11 March 2008 13:01
tonyrogerson
sp_send_dbmail in a transaction with @query causes unresolvable deadlock
So you are using the @query parameter of sp_send_dbmail and all of a sudden you start getting blocks and your connection running sp_send_mail is the cause, your connection running sp_send_mail just sits there in a runnable state with the lastwaittype of MSQL_XP.
What is happening?
create table ##ed_volval ( acol int not null )
begin tran
insert ##ed_volval values( 1 )
EXEC msdb.dbo.sp_send_dbmail
@recipients='tonyrogerson@torver.net',
@subject = N'Bad Idea',
@body = N'Bad idea',
@query = N'select * from ##ed_volval',
@body_format = 'HTML',
@profile_name = 'TORVER' ;
The above connection starts a transaction then inserts rows into a table; you then call sp_send_dbmail to fire off an email message.
Sp_send_dbmail actually spawns another completely separate connection into SQL Server using an extended stored procedure, because your connection has the table locked the spawned connection blocks which in turn prevents the connection that issued the sp_send_dbmail from continuing – stale mate!
To identify the spawned process you can track it through, on a real system it can be a tad problematic.
select program_name, spid, blocked, lastwaittype, waitresource
from master..sysprocesses
where blocked > 0
or spid in ( select blocked from master..sysprocesses where blocked > 0 )
You will see two runs...
One will be the connection running sp_send_dbmail, this will have the lastwaittype of MSQL_XP; the second row will have a program_name of SQLCMD and will be blocked by the connection running sp_send_dbmail.
This should never happen if sp_send_dbmail used Service Broker properly; why it can’t just plonk the row onto the queue and let activation stored procedures pick up the task I don’t understand.
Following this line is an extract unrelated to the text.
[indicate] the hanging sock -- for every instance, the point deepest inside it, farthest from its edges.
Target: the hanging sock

It would allow the caller process to continue and the activation stored procedure would just get blocked until the transaction released.
So, if you ever get the lastwaittype MSQL_XP then look for any connections with a program_name SQLCMD and trace it through to see if it’s a sp_send_dbmail problem and if you can guarentee then use KILL on it to release the process running sp_send_dbmail.